As far as the rebels are concerned, they need alternative bases as soon as possible, to cool their heels and plan their next course of action. The jungles of Myanmar, across Arunachal Pradesh, are one favoured destination. According to Khagen Sarma, Assam Police Inspector General (Special Branch), there are an estimated 400 ULFA rebels in a number of camps inside Myanmar. However, if the 1995 joint operations by the Indian and Myanmarese Armies, codenamed ’Operation Golden Bird,’ are any indication, Myanmar may not be a safe resting place, and still less a secure staging area, for the Indian insurgents. Dozens of ULFA and other Northeast Indian rebels were either killed or captured by troops of the two nations in a pincer attack during Operation Golden Bird along the Mizoram border.

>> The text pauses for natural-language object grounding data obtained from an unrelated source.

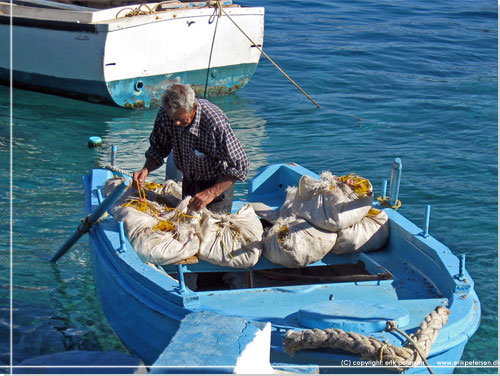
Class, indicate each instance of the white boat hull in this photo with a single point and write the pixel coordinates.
(129, 61)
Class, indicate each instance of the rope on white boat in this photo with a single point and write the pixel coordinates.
(411, 355)
(136, 11)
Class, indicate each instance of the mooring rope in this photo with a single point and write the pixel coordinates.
(269, 58)
(217, 13)
(370, 348)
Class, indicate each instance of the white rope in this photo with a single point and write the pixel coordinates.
(370, 348)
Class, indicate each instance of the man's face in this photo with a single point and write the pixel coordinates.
(181, 118)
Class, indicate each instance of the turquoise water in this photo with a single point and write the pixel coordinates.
(409, 79)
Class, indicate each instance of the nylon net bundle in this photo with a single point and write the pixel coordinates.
(233, 240)
(333, 214)
(159, 233)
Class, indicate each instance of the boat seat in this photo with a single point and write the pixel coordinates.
(202, 266)
(189, 260)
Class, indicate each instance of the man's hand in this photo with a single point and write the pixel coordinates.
(201, 199)
(140, 177)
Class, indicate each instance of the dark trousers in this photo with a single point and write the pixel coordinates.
(221, 204)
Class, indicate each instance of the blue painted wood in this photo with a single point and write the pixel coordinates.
(207, 342)
(146, 307)
(395, 180)
(353, 315)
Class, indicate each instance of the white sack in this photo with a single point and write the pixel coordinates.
(162, 247)
(370, 234)
(169, 187)
(294, 242)
(329, 203)
(233, 240)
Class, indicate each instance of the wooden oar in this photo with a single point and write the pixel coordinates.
(91, 219)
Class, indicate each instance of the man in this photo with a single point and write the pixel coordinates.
(205, 149)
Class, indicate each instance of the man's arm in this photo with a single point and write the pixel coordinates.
(203, 198)
(141, 175)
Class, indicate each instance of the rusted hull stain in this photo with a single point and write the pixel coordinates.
(145, 92)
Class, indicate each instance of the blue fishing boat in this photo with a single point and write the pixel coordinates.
(381, 302)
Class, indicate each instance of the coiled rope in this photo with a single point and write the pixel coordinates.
(369, 348)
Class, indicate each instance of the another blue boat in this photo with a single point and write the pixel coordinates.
(405, 281)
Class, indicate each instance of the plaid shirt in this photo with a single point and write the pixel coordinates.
(203, 151)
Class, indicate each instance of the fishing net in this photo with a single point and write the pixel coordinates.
(233, 240)
(333, 203)
(369, 234)
(160, 233)
(294, 242)
(164, 237)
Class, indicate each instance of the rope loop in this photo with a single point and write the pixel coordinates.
(384, 201)
(411, 354)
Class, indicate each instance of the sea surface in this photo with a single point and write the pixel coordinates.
(409, 79)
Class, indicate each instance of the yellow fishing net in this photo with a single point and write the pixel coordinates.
(360, 185)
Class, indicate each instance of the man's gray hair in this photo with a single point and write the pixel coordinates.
(178, 96)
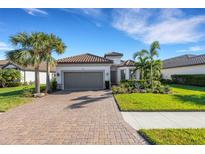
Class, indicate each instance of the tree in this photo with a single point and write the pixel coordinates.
(141, 63)
(146, 59)
(151, 54)
(29, 49)
(52, 44)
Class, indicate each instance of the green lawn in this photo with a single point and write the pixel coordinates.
(12, 97)
(183, 98)
(174, 136)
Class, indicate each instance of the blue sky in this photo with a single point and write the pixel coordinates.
(97, 31)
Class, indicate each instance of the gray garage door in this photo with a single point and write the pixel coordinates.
(83, 80)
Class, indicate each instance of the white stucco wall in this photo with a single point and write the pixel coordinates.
(127, 73)
(197, 69)
(30, 76)
(116, 59)
(61, 68)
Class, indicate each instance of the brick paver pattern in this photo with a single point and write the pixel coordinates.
(88, 117)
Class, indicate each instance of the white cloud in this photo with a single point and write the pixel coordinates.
(91, 12)
(34, 11)
(4, 46)
(193, 49)
(164, 25)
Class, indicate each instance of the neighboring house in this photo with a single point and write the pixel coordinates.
(88, 71)
(185, 64)
(28, 73)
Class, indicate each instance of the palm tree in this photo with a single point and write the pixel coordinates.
(28, 51)
(52, 44)
(151, 54)
(148, 55)
(157, 66)
(141, 63)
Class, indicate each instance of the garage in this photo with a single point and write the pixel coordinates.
(83, 80)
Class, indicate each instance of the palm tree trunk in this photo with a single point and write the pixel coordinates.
(47, 77)
(142, 74)
(37, 80)
(151, 76)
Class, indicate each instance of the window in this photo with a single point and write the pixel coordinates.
(122, 74)
(131, 74)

That leaves two main options for the rebels to look for as an alternative destination: Bangladesh or Nepal. Neither, however, is going to be as easy as it had been in Bhutan. Contacts in Bangladesh will certainly be able to provide the rebels some more safe-houses (top ULFA leaders have been operating from safe houses in Bangladesh for years now), but that will not be enough to maintain a strike force of several hundred, or even several thousand, people. Areas within Nepal that are currently dominated by the Maoists, and where the Government’s presence is weak, may provide a temporary safe haven. However, considering Kathmandu’s friendly ties with New Delhi, this could at best serve as a transit base for the Northeast Indian rebels, and they would eventually be targeted by Nepal’s security forces. There has long been dissatisfaction among the ULFA cadres based in Bhutan on the hardship they have had to suffer, while the top leadership lives in relative security and significant luxury in Bangladesh.
That's certainly unusual, isn't it?
The ongoing Bhutanese assault could push these strains to breaking point. And to the extent that NDFB and KLO depend overwhelmingly on ULFA for their own survival and operational capacities, the weakening of the principal insurgent group in the region can only leave them deeply debilitated as well. While the precise direction of the future can hardly be predicted with certainty, Bhutan’s determined action against Indian insurgents on its soil will surely be a turning point in the history of several insurgencies in India’s Northeast.
Posted by:Paul Moloney

#1  You can cross Myanmar off your list:

Myanmar Foreign Minister U Win Aung on Tuesday told reporters in New Delhi that his government would also be joining the Indo-Bhutanese crackdown on Indian insurgents. Speaking after attending a meeting to finalise modalities for a trilateral highway project, he said: "We will flush out Indian insurgent camps if any in our country." Asked to comment about reports that United Liberation Front of Asom(ULFA), National Democratic Front of Bodoland (NDFB) and Kamatapur Liberation Organisation (KLO) rebels were sneaking into Myanmar from Bhutan in the wake of the military action launched by the Royal Bhutan Army, he said there was no truth in it. "We have a policy of not allowing any insurgents to get into Myanmar. We will take whatever action is necessary," he said. Myanmar, he said, "will cooperate with the Indian Government" in this regard.

However:

Meanwhile, the Bangladesh Government continues to maintain the view that there are no Indian insurgents on its soil. "There is no room for any terrorist or insurgent on our soil, and we have never allowed any terrorist as we can ill-afford this," Bangladesh Foreign Minister Morshed Khan was quoted as saying.

Bangladesh is in need of a good enema.